Okay, did some tests in Excel, and found the way to avoid 2 points P and Q on the route.

184,756 = A→D

64,350 = A→B→D

60,060 = A→C→D

19,600 = A→B→C→D

79,946 = (A→D) - (A→B→D) - (A→C→D) + (A→B→C→D)

Now I "just" need to completely understand why that is, and test it with 3 points.

**EDIT:** Okay, 3 points threw me off again. Need to do more thinking... Any help will be greatly appreciated! :)

http://king-ole.com/images/p408q.png

Re: Routes with exceptions

I will work this one out for you.

**A would be (2,3), B (4,9) and C (5,4), and finally Z (10,10).**

We want to avoid those three points.

The number of paths through X is denoted by $\displaystyle \|X\|$

So $\displaystyle \|A\|=\frac{5!}{2!\cdot 3!}\cdot\frac{15!}{8!\cdot 7!}$

The number of paths through at least one of A, B, or C is:

$\displaystyle \|A\|+\|B\|+\|C\|-\|AB\|-\|AC\|$ (note there are no paths thru both B&C). Subtract that from the total to get the number of paths thru none of those points.

Re: Routes with exceptions

Thanks Plato, very much appreciated.

What would that look like if there could be a path through all three (A,B,C) = A(2,3), B(5,5), C(6,7), and Z(10,10)?

If I can grasp that, I should be able to understand n points where n > 3 as well.

Thanks.

Re: Routes with exceptions

Quote:

Originally Posted by

**kingole** what would that look like if there could be a path through all three (a,b,c) = a(2,3), b(5,5), c(6,7), and z(10,10)?

This is known as inclusion/exclusion. It counts the number of paths thru at least one of a, b, or c.

$\displaystyle \|a\|+\|b\|+\|c\|-\|ab\|-\|ac\|-\|bc\|+\|abc\|$

In the last term counts all paths thru all three:

$\displaystyle O\to a\to b\to c\to z$ which in this new case is possible.

You should four terms in that product.

Re: Routes with exceptions

I can't get your first example to give me the correct number (77,629).

When you say ||AB|| do you mean ||A|| x ||B|| or (0,0) -> A -> B -> Z?

Thanks.

Re: Routes with exceptions

Quote:

Originally Posted by

**KINGOLE** When you say ||AB|| do you mean ||A|| x ||B|| or (0,0) -> A -> B -> Z?

$\displaystyle \|AB\|$ is (the number from 0 to A) times (the number from A to B) times (the number from B to Z).

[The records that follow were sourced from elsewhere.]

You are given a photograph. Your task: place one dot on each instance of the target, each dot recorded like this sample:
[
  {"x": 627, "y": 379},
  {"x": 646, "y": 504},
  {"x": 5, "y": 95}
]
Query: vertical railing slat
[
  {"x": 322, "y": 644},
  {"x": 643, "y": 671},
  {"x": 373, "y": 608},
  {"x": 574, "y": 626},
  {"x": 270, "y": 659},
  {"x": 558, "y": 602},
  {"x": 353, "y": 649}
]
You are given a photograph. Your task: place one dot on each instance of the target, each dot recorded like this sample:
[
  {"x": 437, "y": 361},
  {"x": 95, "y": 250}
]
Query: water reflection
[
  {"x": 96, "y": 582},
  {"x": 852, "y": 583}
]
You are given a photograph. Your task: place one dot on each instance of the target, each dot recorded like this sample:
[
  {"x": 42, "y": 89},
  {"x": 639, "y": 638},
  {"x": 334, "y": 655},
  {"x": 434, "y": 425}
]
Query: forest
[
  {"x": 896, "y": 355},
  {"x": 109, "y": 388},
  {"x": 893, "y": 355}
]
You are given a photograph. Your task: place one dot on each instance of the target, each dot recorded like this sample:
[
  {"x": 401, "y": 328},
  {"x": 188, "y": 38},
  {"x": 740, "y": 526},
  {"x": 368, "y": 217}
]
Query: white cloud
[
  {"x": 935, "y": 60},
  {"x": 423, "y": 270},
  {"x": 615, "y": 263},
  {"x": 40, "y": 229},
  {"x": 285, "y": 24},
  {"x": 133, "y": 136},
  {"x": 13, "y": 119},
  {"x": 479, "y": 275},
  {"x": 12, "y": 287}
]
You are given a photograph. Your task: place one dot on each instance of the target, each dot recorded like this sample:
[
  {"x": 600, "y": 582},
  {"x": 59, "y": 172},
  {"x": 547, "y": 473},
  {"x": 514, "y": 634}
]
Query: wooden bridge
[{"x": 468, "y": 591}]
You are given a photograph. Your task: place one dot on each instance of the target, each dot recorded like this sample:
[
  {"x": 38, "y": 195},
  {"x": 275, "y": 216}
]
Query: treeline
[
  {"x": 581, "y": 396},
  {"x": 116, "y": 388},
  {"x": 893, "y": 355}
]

Re: Routes with exceptions

Oh, I get your previous example now.

The result I get using http://latex.codecogs.com/png.latex?...-\|AB\|-\|AC\| has to be subtracted from the total amount of routes from 0 to Z. :)

Here's my calculation:

http://king-ole.com/images/p408bad.png

Thank you so much for your help.

I will try the same with your last example, and see if I get it. ;)

**EDIT:** Did the one where all points could be passed in one go, and it came out correctly to 62,502:

http://king-ole.com/images/p408ex2.png

Now I need to test with more points.

My hope is that if I have 6 points (A,B,C,D,E,F) and the possible combinations are (0,A,B,F,Z), (0,B,C,D,F), and (0,A,D,Z) to have the result:

||0Z|| - ||A|| + ||B|| + ||C|| + ||D|| + ||E|| + ||F|| - ||0ABFZ|| - ||0BCDF|| - ||0ADZ||

but I have a feeling it's not going to be that easy... (Thinking)

Thanks again for your help - I truly appreciate it.